On Wednesday, the U.S. Food and Drug Administration (FDA) released records showing that between 2009 and 2012 Sunland distributed multiple lots of peanut butter and nut butters that had tested positive for Salmonella by the firm’s internal testing program. During its most recent inspection, conducted between September 17 and October 16, 2012, 10 serotypes of Salmonella were isolated at the Sunland plant, including Salmonella Bredeney, the serotype isolated from outbreak victims and peanut and other nut butter products.
“After reading the inspection reports, it appears that Sunland was betting on not getting caught with Salmonella in its products,” said Marler. “The company lost that bet, and now it’s time to pay.”
Marler noted that several of his clients were hospitalized due to the severity of their Salmonella infections. “Even for people with health insurance, medical bills can be a financial strain.

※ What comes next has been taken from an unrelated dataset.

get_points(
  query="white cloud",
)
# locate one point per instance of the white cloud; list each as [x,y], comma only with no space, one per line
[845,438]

Parents miss time off of work to care for their children, husbands and wives take time off to care for one another. Sunland’s failure to produce a safe product impacted not only their physical health but also their financial health. The company should make an effort to restore its customers’ financial health as soon as possible.”
Yesterday, Marler called on Congressional leaders to conduct an investigation into this latest peanut-related Salmonella outbreak after learning that FDA inspection reports show that Salmonella was isolated in the Sunland plant as far back as 2007.
“It really is a matter of not just my clients’ personal health and wellbeing, but about the public’s health. We spend taxpayer money on Salmonella outbreak investigations. Sunland should also reimburse local health departments for the costs incurred while investigating this outbreak,” Marler concluded.